Toute petite déjà, je connaissais la façon de raccorder les fils invisibles du subtil entre eux. Je naviguais d’un fil à l’autre, évitant méthodiquement toute forme d’énergie grossière. J’avais une obsession étrange de l’ordre et m’employais à une forme de rituel quotidien consistant à ranger, nettoyer, ordonner puis observer le beau.
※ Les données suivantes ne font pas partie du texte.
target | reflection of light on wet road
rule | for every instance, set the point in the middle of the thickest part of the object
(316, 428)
La nuit, j’empruntais mon vaisseau de lumière pour aller rendre visite aux âmes qui en avaient besoin. Au moment du couché, chaque soir, j’attendais avec impatience cet instant de grâce qui venait à moi, spontanément. Je commençais par relier mes deux mains par le bout des doigts, jusqu’à former un petit dôme. A partir de là, le processus s’enclenchait de lui-même, sans effort. Je ressentais mon corps dans une autre dimension, passant successivement d’une masse énorme et ronde, gonflée, un peu comme un ballon, à un simple fil aussi fin qu’un brin d’herbe qui se mettait à danser dans le vent. Immense, minuscule, lourd, léger, plein, vide. Je devenais élastique, chaque soir. Déjà, j’avais la notion de la grande vacuité de ce monde et une forme de détachement avec mon propre véhicule.

Puis, venait le point de bascule, celui où l’on tombe dans le vide, ce bref instant qui semble durer des heures : la chute vers le sommeil profond. Je n’en avais pas peur. Je plongeais dans ce vide, c’était grisant et comme je ne sentais déjà plus mon corps physique tel qu’on le perçoit à l’état de veille, je m’envolais. Et m’en allais traverser des univers.

C’était une grande joie que d’aller dormir, juste pour vivre ce moment.

Le matin, je revenais à la vie incarnée avec un trésor de souvenirs. Que de rêves, que d’informations. Je croisais tellement de monde « là haut » ou « là bas ». Bien souvent, je rapportais de mes voyages une prémonition.

La prémonition était même devenue monnaie courante et elle le resta durant 30 ans. Délestée du poids de la matière, mon corps de lumière allait à sa guise se promener dans le passé ou le futur, plus rien ne pouvait l’arrêter.

C’est ainsi que des années durant, j’ai nourri un univers riche et peut-être incohérent aux yeux du monde. Un univers de lumière qui contredit souvent les lois de la rationalité.

Dans le monde de lumière, tout est plus simple. Un mur n’est plus un mur mais plutôt un hologramme. On le regarde, on sait que c’est une image, puis, on le traverse et il disparaît. Ainsi va la lumière, elle pénètre tout.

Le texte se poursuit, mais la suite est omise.